Past Event: Oden Institute Seminar
Josh Peek, Space Telescope Institute
3:30 – 5PM
Thursday Nov 30, 2023
POB 6.304 & Zoom
The use of machine learning in astronomy has exploded over the last 5 years. In this talk I will define “machine learning” for our context, and talk about where I think machine learning can be useful for astronomy. I will review the history of machine learning in astronomy and touch on some favorite use cases. I’ll assess where we are and where I think we are going. I will dive into two particular astronomical use cases that my group has been exploring. The first is how machine learning on Galaxy morphology can inform our understanding of the physics of galaxy formation and evolution. The second is an unsupervised learning approach to the “search by image” problem in astronomy, and some interesting overlaps with citizen science.
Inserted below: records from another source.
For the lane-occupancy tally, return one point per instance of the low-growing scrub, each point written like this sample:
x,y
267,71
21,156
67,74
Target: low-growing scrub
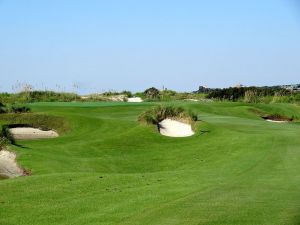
x,y
159,113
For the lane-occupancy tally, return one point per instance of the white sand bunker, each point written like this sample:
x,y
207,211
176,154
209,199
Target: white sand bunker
x,y
135,99
276,121
173,128
28,133
8,166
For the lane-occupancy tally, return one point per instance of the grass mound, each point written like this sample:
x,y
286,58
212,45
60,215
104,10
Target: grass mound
x,y
34,120
159,113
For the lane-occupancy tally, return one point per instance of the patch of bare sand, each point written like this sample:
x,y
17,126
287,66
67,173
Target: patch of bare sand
x,y
173,128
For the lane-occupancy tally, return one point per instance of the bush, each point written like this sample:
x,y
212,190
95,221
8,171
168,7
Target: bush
x,y
152,93
2,108
19,109
159,113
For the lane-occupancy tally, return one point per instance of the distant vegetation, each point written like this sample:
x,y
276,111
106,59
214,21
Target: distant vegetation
x,y
159,113
255,95
38,96
274,94
13,108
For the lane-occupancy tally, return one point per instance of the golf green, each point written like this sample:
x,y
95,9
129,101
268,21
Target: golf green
x,y
109,169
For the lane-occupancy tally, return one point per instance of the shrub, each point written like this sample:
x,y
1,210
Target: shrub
x,y
159,113
2,108
19,109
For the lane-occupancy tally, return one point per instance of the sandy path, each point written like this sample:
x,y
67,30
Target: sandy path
x,y
8,166
173,128
24,133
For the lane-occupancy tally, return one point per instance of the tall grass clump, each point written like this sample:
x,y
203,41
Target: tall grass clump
x,y
159,113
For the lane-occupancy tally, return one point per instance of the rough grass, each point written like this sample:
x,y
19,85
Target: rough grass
x,y
160,112
111,170
41,121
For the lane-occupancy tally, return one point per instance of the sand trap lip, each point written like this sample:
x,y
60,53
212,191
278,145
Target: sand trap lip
x,y
277,121
173,128
135,99
29,133
8,165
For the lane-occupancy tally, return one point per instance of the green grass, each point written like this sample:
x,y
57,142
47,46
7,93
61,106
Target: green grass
x,y
109,169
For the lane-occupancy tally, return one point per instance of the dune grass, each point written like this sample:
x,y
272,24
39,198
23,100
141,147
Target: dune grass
x,y
110,169
160,112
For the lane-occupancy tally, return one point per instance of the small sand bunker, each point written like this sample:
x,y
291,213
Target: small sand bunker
x,y
134,99
28,133
173,128
8,166
277,119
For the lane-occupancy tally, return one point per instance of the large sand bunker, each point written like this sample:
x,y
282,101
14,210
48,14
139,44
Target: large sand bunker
x,y
135,99
28,133
173,128
8,166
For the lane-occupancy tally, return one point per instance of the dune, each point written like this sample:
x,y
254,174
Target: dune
x,y
134,99
8,166
25,133
173,128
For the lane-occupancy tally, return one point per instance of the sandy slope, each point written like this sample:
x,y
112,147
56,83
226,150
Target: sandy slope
x,y
23,133
173,128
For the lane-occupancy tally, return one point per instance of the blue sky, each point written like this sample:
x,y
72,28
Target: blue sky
x,y
134,44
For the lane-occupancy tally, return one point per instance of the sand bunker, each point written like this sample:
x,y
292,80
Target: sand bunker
x,y
28,133
8,166
173,128
277,119
134,99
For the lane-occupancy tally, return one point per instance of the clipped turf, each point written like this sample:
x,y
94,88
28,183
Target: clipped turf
x,y
109,169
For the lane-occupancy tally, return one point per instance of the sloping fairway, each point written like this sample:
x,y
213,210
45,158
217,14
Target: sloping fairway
x,y
109,169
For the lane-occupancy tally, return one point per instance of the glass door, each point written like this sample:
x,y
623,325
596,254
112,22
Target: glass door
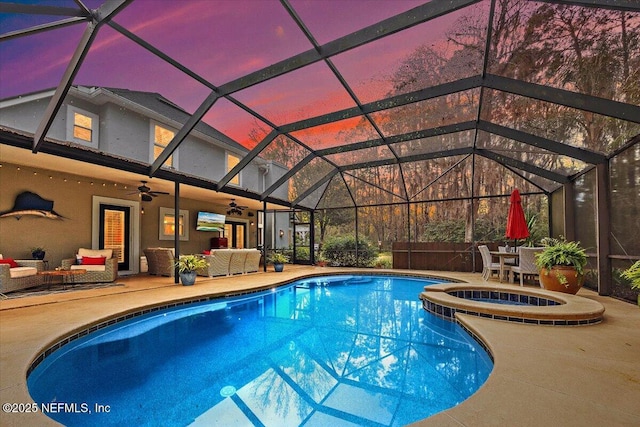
x,y
236,233
114,232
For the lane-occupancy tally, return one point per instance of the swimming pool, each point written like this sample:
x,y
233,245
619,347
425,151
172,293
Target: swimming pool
x,y
340,350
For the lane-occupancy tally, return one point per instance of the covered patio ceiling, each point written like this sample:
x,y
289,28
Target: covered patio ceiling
x,y
365,102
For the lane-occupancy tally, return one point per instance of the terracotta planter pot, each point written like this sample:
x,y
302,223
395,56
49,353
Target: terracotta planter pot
x,y
549,279
188,278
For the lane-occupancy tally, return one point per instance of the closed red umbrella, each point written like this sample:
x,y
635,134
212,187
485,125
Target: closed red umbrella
x,y
516,222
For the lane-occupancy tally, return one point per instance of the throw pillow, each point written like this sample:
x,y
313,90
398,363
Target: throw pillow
x,y
10,261
90,260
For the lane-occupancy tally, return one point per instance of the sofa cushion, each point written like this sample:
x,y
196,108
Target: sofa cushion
x,y
17,272
93,260
107,253
89,267
10,261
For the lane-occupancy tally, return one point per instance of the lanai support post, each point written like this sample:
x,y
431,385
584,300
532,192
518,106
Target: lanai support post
x,y
569,211
603,229
176,232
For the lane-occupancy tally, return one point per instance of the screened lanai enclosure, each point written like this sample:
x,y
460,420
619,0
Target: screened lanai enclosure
x,y
402,125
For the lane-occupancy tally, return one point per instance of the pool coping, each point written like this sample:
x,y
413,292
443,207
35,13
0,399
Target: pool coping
x,y
569,310
522,380
115,318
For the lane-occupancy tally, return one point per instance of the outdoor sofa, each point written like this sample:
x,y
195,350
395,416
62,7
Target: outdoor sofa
x,y
101,265
226,262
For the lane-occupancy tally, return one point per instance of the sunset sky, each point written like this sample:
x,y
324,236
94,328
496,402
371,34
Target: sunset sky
x,y
220,40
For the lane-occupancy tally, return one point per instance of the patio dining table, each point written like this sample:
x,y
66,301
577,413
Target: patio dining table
x,y
502,256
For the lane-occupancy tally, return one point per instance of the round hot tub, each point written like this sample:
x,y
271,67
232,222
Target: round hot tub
x,y
507,303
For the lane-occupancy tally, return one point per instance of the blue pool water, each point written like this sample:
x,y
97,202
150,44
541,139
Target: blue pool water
x,y
339,351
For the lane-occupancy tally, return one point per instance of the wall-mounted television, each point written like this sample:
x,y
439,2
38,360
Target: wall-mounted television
x,y
209,221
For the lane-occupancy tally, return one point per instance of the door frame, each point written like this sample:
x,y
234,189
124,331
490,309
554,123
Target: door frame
x,y
134,228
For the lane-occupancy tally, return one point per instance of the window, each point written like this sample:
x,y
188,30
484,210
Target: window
x,y
82,127
167,224
161,138
232,161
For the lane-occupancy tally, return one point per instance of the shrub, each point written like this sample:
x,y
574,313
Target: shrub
x,y
341,251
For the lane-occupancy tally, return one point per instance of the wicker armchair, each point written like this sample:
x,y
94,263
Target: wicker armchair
x,y
8,283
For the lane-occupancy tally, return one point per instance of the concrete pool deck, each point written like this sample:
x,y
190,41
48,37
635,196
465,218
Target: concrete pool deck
x,y
543,375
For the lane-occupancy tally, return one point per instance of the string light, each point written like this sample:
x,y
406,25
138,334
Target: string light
x,y
64,178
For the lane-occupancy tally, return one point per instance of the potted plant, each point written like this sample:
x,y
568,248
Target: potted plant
x,y
278,260
37,252
187,268
632,274
561,265
321,261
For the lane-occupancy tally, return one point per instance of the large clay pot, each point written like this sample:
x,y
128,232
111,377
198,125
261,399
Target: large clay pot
x,y
188,278
549,279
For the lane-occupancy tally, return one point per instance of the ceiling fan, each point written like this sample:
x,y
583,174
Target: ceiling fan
x,y
235,209
145,192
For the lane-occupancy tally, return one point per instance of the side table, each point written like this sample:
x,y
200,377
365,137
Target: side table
x,y
67,277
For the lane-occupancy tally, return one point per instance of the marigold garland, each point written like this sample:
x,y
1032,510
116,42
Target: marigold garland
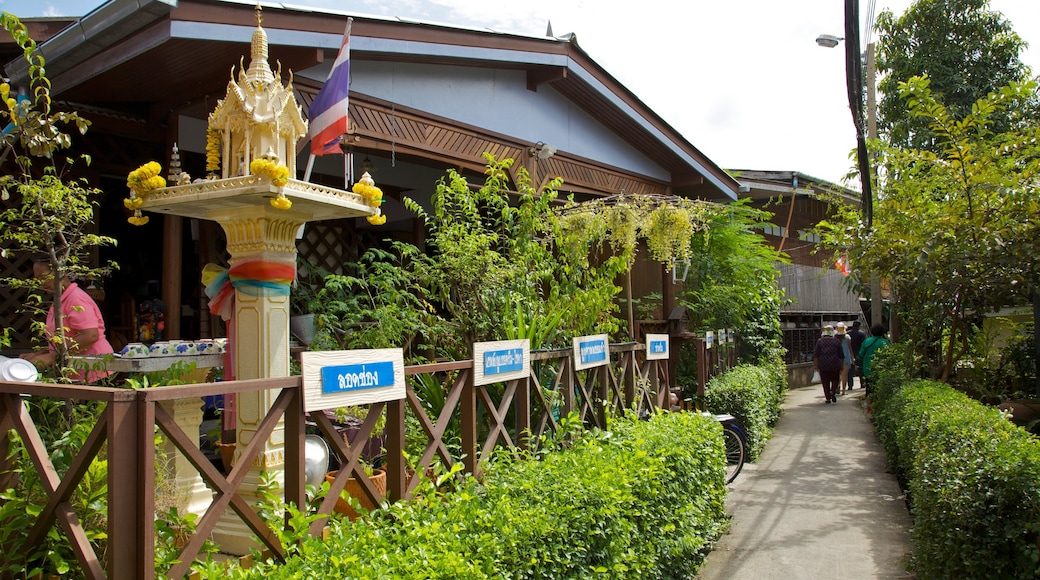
x,y
212,150
279,176
372,195
140,181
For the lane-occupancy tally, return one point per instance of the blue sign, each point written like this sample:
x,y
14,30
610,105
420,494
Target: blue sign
x,y
357,377
498,362
592,351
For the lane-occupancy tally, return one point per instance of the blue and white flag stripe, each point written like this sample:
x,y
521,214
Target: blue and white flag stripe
x,y
329,117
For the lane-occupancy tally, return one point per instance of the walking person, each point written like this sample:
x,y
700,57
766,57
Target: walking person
x,y
827,360
867,350
856,338
84,328
847,358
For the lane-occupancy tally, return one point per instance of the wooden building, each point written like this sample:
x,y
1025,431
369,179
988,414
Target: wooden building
x,y
423,98
819,292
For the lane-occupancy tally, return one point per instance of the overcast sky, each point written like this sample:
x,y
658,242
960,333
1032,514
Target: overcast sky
x,y
743,80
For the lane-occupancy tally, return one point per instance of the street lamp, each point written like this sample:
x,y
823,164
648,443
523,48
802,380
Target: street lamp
x,y
828,41
864,130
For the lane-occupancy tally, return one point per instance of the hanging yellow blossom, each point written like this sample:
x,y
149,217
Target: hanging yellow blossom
x,y
140,181
366,188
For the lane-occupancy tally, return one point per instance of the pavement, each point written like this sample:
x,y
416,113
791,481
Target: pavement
x,y
820,502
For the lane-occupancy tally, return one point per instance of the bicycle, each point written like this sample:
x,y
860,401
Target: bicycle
x,y
736,445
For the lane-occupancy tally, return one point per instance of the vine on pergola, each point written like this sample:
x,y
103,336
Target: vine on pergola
x,y
667,223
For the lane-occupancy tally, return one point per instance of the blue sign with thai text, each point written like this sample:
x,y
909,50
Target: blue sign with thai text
x,y
498,362
357,377
592,351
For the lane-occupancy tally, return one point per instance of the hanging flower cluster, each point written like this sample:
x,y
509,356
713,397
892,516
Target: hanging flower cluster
x,y
140,181
279,176
372,194
212,150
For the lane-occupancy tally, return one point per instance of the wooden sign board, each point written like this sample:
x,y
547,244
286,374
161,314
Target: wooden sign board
x,y
591,351
656,347
498,361
337,378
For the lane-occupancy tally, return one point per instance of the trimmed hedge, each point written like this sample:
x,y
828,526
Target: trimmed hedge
x,y
753,395
643,500
973,479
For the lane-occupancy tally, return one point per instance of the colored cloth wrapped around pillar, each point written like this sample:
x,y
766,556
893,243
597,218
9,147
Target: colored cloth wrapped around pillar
x,y
250,277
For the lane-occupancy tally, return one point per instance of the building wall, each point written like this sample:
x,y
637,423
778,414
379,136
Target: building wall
x,y
816,290
499,101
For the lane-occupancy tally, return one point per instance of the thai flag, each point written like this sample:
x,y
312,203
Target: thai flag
x,y
329,120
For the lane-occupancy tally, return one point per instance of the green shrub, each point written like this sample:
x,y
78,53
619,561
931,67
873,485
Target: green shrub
x,y
973,479
644,500
752,395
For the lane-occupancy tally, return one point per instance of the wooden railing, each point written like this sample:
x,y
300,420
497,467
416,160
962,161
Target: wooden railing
x,y
479,418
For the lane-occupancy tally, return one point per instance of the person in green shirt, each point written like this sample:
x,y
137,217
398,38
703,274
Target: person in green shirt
x,y
871,346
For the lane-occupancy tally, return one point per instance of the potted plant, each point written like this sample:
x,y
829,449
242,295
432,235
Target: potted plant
x,y
354,490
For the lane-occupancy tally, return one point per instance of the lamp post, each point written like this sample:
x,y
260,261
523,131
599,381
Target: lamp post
x,y
865,128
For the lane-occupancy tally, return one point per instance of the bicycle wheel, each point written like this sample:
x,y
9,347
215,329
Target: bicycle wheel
x,y
734,452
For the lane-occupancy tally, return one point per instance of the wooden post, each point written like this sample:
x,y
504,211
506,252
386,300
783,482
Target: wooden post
x,y
131,479
395,449
523,412
468,404
173,230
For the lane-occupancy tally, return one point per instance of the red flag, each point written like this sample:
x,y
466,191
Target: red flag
x,y
842,264
328,112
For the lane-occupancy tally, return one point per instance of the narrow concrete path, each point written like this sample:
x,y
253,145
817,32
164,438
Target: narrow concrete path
x,y
820,503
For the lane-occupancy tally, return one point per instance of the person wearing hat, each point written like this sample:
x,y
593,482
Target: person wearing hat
x,y
83,324
839,334
827,360
856,338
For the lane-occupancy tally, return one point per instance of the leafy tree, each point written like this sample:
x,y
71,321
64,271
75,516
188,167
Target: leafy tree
x,y
55,215
965,49
732,281
956,232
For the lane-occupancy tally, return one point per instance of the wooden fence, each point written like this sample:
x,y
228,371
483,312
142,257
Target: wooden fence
x,y
512,414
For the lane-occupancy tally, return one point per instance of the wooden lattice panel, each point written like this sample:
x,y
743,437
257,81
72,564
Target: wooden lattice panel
x,y
331,244
19,322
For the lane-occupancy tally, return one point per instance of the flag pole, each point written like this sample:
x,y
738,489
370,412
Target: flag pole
x,y
310,165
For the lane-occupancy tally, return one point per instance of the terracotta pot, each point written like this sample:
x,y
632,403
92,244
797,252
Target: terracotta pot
x,y
227,455
353,489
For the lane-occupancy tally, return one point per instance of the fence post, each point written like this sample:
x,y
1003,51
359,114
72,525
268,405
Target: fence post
x,y
468,404
523,412
295,490
7,479
602,393
131,480
395,448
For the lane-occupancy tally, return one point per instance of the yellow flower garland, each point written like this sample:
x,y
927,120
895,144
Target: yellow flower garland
x,y
140,181
372,195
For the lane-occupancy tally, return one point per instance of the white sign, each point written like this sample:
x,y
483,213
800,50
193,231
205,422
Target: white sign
x,y
656,347
591,351
347,377
498,361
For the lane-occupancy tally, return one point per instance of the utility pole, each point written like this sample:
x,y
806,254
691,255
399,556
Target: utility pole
x,y
872,133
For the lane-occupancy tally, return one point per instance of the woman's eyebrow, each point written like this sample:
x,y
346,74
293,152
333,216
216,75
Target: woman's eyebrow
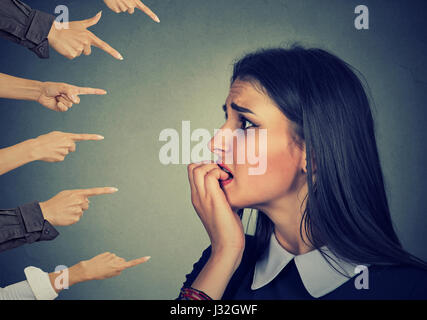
x,y
237,108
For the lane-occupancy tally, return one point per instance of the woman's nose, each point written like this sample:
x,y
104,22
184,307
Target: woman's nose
x,y
218,144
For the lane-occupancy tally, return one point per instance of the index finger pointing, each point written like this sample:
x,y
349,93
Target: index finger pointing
x,y
135,262
98,191
147,11
85,136
105,46
91,91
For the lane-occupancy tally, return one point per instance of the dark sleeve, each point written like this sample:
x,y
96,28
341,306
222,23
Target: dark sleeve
x,y
25,26
22,225
197,267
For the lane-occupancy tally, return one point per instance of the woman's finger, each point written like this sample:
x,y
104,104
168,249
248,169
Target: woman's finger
x,y
122,6
212,181
147,11
199,177
61,107
87,50
64,101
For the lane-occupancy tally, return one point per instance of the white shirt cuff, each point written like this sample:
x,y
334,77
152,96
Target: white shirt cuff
x,y
40,283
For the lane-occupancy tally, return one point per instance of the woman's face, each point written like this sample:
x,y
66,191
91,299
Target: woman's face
x,y
282,159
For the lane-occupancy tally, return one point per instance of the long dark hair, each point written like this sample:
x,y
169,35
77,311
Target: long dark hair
x,y
346,205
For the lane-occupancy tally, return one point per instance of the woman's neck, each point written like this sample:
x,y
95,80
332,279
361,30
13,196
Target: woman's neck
x,y
286,215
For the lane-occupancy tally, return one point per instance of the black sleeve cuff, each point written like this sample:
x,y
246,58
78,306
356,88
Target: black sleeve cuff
x,y
38,29
35,224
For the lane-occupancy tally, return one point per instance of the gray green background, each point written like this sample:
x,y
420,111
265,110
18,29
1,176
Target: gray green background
x,y
179,70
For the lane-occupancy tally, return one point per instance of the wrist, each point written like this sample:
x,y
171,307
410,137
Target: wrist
x,y
30,147
52,33
78,273
45,212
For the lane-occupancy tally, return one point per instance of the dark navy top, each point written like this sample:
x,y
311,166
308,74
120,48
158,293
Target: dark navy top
x,y
292,281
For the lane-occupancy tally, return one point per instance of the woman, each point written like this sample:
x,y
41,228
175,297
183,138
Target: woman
x,y
324,228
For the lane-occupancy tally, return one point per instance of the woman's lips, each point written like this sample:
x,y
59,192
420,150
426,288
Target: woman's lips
x,y
228,171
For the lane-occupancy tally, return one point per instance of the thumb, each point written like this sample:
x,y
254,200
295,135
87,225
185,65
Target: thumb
x,y
94,20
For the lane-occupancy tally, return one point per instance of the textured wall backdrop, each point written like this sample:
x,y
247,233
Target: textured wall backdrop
x,y
179,70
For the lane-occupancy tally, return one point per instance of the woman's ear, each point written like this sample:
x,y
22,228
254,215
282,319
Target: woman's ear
x,y
304,162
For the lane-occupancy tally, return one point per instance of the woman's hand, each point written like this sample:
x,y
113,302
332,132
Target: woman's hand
x,y
223,226
129,5
61,96
102,266
107,265
75,39
67,207
56,145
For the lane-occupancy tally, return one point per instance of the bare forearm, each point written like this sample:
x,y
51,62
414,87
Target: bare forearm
x,y
216,274
19,88
16,156
76,274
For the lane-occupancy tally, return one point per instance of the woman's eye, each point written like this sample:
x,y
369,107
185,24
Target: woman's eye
x,y
246,123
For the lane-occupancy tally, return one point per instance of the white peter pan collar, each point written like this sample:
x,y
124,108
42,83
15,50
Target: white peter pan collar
x,y
318,277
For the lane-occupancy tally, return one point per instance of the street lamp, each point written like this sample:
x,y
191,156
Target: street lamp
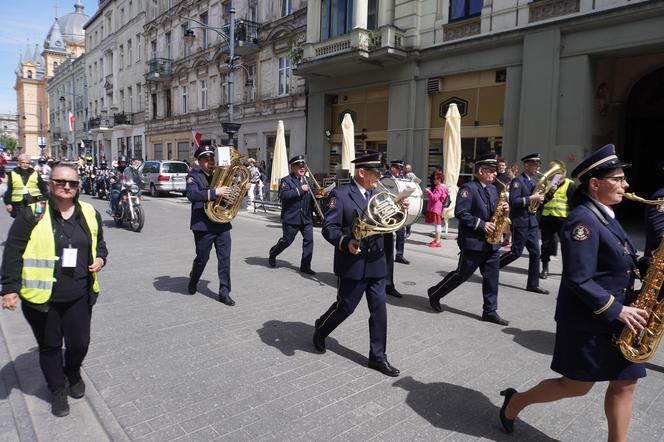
x,y
230,128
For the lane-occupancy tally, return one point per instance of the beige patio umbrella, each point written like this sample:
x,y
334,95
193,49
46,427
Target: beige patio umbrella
x,y
279,159
348,144
451,157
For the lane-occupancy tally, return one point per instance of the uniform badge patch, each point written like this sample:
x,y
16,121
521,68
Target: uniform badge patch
x,y
580,232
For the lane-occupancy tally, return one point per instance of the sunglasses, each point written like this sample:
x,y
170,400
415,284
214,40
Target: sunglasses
x,y
63,183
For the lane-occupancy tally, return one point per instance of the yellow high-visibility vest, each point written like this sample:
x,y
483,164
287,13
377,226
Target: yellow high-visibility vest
x,y
18,189
558,206
39,256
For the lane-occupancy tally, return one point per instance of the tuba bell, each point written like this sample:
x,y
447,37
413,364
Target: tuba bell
x,y
551,177
383,215
235,176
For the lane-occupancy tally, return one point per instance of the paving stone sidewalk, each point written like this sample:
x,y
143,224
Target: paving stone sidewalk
x,y
164,365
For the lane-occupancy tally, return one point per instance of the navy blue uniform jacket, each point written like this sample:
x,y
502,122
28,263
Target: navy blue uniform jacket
x,y
199,192
598,264
520,190
345,202
654,225
473,210
296,205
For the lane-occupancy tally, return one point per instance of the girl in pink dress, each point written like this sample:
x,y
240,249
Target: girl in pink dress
x,y
437,195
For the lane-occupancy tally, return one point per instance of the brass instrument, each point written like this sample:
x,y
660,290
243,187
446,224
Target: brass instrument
x,y
384,215
546,180
235,176
640,347
500,218
318,194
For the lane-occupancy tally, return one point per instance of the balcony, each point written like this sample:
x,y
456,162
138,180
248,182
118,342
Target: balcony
x,y
159,69
353,51
121,119
94,123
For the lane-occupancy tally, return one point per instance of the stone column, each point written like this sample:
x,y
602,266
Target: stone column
x,y
360,12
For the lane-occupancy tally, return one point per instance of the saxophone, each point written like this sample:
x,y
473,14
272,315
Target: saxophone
x,y
556,168
500,218
640,347
235,176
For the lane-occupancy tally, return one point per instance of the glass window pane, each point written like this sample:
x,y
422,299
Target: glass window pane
x,y
457,9
476,7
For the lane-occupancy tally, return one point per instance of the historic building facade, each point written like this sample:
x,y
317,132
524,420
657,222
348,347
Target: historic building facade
x,y
188,86
64,40
559,77
115,69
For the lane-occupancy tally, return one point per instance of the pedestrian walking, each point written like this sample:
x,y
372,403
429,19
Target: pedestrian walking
x,y
53,252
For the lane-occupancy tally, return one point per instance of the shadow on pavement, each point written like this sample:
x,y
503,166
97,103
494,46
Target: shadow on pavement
x,y
28,365
462,410
178,284
288,337
538,341
322,278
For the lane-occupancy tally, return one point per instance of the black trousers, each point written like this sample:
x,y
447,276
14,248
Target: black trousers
x,y
469,261
64,320
222,245
290,231
550,226
349,295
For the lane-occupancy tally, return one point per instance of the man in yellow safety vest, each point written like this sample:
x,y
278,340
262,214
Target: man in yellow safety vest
x,y
554,212
24,186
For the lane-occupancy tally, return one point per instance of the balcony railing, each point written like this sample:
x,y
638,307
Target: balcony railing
x,y
121,118
159,69
388,37
94,123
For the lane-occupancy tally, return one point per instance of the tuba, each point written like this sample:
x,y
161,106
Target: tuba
x,y
235,176
383,215
641,347
556,169
500,218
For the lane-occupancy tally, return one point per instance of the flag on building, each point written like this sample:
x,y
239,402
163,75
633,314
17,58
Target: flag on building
x,y
197,138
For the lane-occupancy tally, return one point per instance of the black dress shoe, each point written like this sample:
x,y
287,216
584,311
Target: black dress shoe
x,y
539,290
319,342
384,367
77,390
508,424
393,292
226,300
495,319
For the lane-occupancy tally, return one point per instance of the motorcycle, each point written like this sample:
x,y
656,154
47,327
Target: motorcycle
x,y
129,208
101,186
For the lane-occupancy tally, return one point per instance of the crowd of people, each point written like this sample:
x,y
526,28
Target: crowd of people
x,y
55,248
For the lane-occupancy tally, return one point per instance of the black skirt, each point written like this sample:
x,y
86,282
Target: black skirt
x,y
584,356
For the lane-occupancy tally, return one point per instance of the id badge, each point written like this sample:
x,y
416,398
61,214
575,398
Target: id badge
x,y
69,257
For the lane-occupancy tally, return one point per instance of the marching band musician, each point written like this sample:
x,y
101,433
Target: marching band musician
x,y
593,301
525,230
206,232
475,203
359,265
296,214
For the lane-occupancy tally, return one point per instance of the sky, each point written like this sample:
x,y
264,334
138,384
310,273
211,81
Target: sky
x,y
20,21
Josh Peek is the Head of Data Science and Astronomical Archives at the Space Telescope Science Institute, as well as a associate astronomer with tenure. Josh did undergrad work at Harvard, a brief stint at the Submillimeter Array, and PhD work at UC Berkeley in astrophysics where he focused on radio astronomy and the diffuse interstellar medium of the Milky Way. As a postdoctoral research and Hubble Fellow at Columbia he expanded his work into nearby galaxies, interstellar and intergalactic dust, the galaxy’s circumgalactic medium, and machine vision and statistical techniques for complex astronomical images. At STScI he is part of the world’s largest research group devoted to the study of the interstellar medium and has focused more on applications of ML and AI to astronomical and astroinformatics problems.